Taken for granted: Sassa has left poor ‘poorer’
The matter has been taken to the Human Rights Commission as many haven't received grants since May
Orphaned at a young age, Nolwazi Ndlakazi from the Eastern Cape has been living in poverty for the best part of her adult life.
After the birth of her two children, now aged nine and five respectively, she’s been surviving, like many impoverished rural South Africans, on her children’s monthly social grant.
But since June this year, Ndlakazi, 35, and her children had been going to bed on empty stomachs after the South African Social Services Agency (Sassa) allegedly stopped her children’s grant.
She is not alone.
“We can tell you that we have 320 people on our list who have not received their money from Sassa since May,” said Lucky Shusha, spokesperson for NGO Sindiswa Elizabeth Foundation.
“The list is growing, and we heard that in Lusikisiki and Flagstaff area there’s more than 800 who were deregistered by Sassa as they are being investigated, but for how long?”
Shusha said they’d taken the matter to the SA Human Rights Commission (SAHRC) to investigate. Most of those affected are people those who were initially based in KwaZulu-Natal, who gave birth to their children while there but applied for the social grant while in that province before migrating back to the Eastern Cape.
Times Select has seen a letter from SAHRC addressed to Shusha about this. The letter said the matter was sent to the Eastern Cape SAHRC regional manager for assessment to check “whether the commission has jurisdiction to investigate the matter”.
Sassa Eastern Cape provincial spokesperson Luzuko Qhina referred Times Select to their national office for a response.
“Their sin was to work in KwaZulu-Natal, as it is geographically close to their villages. Now, when Sassa was moving from CPS to Post Office, we were told that our benefits were being investigated, and it’s been six months now,” she said. “Bathabile Dlamini left these people poorer and imagine how many are in other provinces, who are facing this. We are going to Christmas time, and there’s just no clue if these people will be getting their money.”
Sassa national spokesperson Paseka Letsatsi said they were not aware of any number of grant beneficiaries who had not been paid their social grants for an extended period. “It is acknowledged that, with the transition from the previous payment contract to the new payment dispensation, which is characterised by the partnership with the Post Office, some challenges were experienced.
“However, these have all been dealt with as they were reported and all eligible beneficiaries have been paid the grants they are entitled to,” Letsatsi said.

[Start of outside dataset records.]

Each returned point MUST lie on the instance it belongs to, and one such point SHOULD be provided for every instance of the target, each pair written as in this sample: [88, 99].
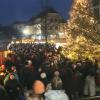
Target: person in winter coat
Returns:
[13, 88]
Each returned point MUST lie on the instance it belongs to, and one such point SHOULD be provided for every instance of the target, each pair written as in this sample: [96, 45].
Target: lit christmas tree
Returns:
[82, 34]
[82, 21]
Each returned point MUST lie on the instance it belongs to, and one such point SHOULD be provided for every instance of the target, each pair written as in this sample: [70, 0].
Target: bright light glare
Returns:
[26, 31]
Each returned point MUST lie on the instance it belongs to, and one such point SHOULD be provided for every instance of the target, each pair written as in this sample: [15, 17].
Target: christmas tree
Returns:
[83, 22]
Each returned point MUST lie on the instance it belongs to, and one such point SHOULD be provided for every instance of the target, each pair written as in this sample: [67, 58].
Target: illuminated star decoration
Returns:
[60, 6]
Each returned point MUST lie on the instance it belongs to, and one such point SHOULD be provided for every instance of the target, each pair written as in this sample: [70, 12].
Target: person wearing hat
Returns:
[37, 91]
[56, 81]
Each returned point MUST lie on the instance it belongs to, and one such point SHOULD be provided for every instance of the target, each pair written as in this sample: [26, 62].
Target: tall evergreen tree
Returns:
[83, 22]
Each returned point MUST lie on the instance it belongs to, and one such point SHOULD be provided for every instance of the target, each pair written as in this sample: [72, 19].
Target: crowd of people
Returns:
[40, 72]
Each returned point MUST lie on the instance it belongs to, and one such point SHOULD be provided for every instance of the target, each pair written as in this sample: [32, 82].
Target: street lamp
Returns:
[26, 31]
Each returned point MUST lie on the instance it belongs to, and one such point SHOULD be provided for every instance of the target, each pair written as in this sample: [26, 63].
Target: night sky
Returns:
[23, 10]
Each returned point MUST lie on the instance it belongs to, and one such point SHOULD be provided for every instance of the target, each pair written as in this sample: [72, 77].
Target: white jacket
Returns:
[56, 95]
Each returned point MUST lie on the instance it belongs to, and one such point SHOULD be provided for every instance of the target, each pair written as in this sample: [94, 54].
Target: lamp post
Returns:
[45, 5]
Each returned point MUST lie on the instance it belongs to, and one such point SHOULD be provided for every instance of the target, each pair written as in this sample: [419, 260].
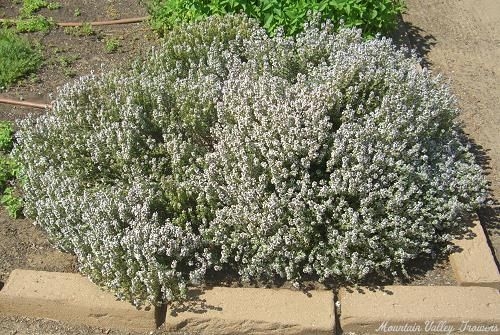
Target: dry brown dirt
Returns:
[458, 38]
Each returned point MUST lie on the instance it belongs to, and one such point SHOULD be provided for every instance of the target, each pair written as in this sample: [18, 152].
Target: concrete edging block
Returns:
[474, 264]
[72, 298]
[420, 310]
[232, 311]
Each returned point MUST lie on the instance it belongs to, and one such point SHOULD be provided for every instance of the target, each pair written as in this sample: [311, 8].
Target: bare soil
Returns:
[458, 38]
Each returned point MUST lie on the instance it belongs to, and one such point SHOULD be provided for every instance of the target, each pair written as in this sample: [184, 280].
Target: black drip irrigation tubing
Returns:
[71, 24]
[95, 23]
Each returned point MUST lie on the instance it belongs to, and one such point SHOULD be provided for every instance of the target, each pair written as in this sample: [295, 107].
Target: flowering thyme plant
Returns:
[321, 154]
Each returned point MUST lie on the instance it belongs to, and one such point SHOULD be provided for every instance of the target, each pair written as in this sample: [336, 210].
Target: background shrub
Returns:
[321, 154]
[372, 16]
[9, 170]
[18, 57]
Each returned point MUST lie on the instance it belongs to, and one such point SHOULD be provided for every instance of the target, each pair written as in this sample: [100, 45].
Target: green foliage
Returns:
[32, 6]
[12, 202]
[322, 154]
[9, 171]
[54, 5]
[32, 24]
[111, 44]
[18, 57]
[5, 137]
[372, 16]
[27, 21]
[80, 31]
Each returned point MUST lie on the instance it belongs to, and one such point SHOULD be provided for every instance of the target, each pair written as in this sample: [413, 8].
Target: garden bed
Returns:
[23, 245]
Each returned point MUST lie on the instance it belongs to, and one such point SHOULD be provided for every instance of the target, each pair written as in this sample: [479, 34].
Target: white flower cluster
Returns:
[321, 154]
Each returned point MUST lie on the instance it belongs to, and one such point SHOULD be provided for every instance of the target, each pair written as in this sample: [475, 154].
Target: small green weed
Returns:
[65, 62]
[34, 23]
[32, 6]
[80, 31]
[111, 44]
[54, 5]
[18, 57]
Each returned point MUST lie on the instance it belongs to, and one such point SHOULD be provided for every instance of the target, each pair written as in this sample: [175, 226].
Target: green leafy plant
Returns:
[54, 5]
[27, 20]
[111, 44]
[80, 31]
[321, 154]
[33, 24]
[18, 57]
[9, 170]
[32, 6]
[372, 16]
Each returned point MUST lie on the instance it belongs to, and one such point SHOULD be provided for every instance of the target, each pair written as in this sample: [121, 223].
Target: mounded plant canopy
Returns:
[322, 154]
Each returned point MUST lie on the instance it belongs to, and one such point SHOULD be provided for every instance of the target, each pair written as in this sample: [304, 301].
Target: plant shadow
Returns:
[415, 39]
[489, 213]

People like Ndlakazi, from Nikwe village in Bizana, told Times Select that this has taken its toll on her health and her children’s development.
“That was our only source of income. We are literally sleeping on empty stomachs and at times with only water. But why is government doing this? What about these innocent souls, these young children who have no idea of what is happening?” asked Ndlakazi, sobbing.
“As I am speaking to you, they are sleeping, they had nothing to eat. I don’t want to lose them, as this could kill them. I depend on their grant as I am sick and on ARV medication.”
Not far from her village, Nombuyiselo Diya of Mbenya village, a mother of three, said her life had never been the same.
“I am hurt to tell you. If those officials in that office [Sassa] tell you that there’s nothing they can do, there’s nowhere to go. What is happening to us is sad; when you are alone you cry as you don’t know what your children will be eating.
“Currently we don’t care about breakfast, lunch – all we need is for them to at least have something to eat before bedtime.”
“How are you investigating a social grant of a child? And how are you investigating a social grant of an 87-year-old who has been receiving money for more than two decades? Are you saying they got that fraudulently? It’s just so many questions we are asking about this Sassa debacle,” Shusha said.